Per me è stato molto interessante studiare il suo pensiero e scriverne non da un punto di vista accademico, ma attraverso una sorta di storytelling, come lo definiremmo oggi. È curioso osservare, inoltre, come l’epoca in cui visse Dante sia ricordata come un’epoca buia, pur avendo ospitato personaggi come Federico II, San Francesco, Ildegarda di Bingen e soprattutto i precursori della scuola di cucina salernitana, fatta di spezie e di profumi».
Può raccontarci qualche chicca che ritroveremo all’interno del libro?

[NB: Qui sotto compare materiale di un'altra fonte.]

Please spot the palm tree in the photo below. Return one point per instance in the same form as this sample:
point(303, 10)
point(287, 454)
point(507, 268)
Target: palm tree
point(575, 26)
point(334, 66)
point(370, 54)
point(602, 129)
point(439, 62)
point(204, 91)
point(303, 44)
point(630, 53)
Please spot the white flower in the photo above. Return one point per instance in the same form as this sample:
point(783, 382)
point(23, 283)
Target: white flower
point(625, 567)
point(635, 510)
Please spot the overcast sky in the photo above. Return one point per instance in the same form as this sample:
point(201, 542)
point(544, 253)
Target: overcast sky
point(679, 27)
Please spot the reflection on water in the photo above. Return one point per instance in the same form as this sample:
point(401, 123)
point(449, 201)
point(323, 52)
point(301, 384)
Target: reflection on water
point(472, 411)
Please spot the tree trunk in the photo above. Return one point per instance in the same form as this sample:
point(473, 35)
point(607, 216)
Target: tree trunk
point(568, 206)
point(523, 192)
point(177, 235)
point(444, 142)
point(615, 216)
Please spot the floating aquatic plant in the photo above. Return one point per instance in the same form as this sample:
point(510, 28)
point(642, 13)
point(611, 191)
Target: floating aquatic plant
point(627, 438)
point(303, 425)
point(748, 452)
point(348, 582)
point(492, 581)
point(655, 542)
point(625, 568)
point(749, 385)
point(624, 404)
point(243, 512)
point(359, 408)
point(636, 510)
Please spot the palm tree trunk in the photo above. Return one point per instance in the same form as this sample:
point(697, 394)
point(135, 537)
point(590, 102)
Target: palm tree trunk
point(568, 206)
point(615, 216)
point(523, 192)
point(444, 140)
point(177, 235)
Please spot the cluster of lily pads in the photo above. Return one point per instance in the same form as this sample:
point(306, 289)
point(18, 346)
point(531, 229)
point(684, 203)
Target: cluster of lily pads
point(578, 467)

«A un certo punto nella Divina Comedia, Dante fa rifermento a delle persone confuse e smarrite come quelli delle “nove cose”. Così dopo qualche ricerca scopro che nella Firenze del 1200, quando si uccideva qualcuno, sarebbe bastato mangiare nove cose, su nove tombe, per nove giorni per ottenere il perdono della famiglia dell'ucciso. Ho trovato quindi una piccola assonanza con un’antica tradizione lucana per la quale durante la Vigilia di Natale era buona abitudine mangiare proprio nove cose. Nel “Convivio” e in altri scritti minori, invece, parla di altri alimenti come nel caso del “piadone”, una pietanza ebraica che tanto ricorda il raviolo lucano, sulle nostre tavole solitamente nel periodo di Pasqua. E qui ritorna un po’ il concetto della resurrezione e della rinascita di cui abbiamo parlato prima. Per questo ho deciso di inserire come prima ricetta una che ha come protagonista l’uovo, adagiato su una fetta di pane e accompagnato dal tartufo. Il pane, fatto di grano e cotto in forno, mi ha ricordato in qualche modo un grembo materno che in questo caso accoglie e “protegge” l’uovo, per poi finire con il tartufo che rimanda alla terra».
Una prospettiva visionaria e profonda, quella dell’autore, che ha unito la sua passione per il cibo a quella per la cultura in ogni sua forma. Il suo obiettivo non è quello di legare banalmente delle pietanze a Dante, ma di realizzare uno studio approfondito di tradizioni fiorentine duecentesche accostate a quelle lucane. Un libro che celebra perfettamente i settecento anni dalla scomparsa del Sommo poeta, e lo fa con una modalità del tutto nuova.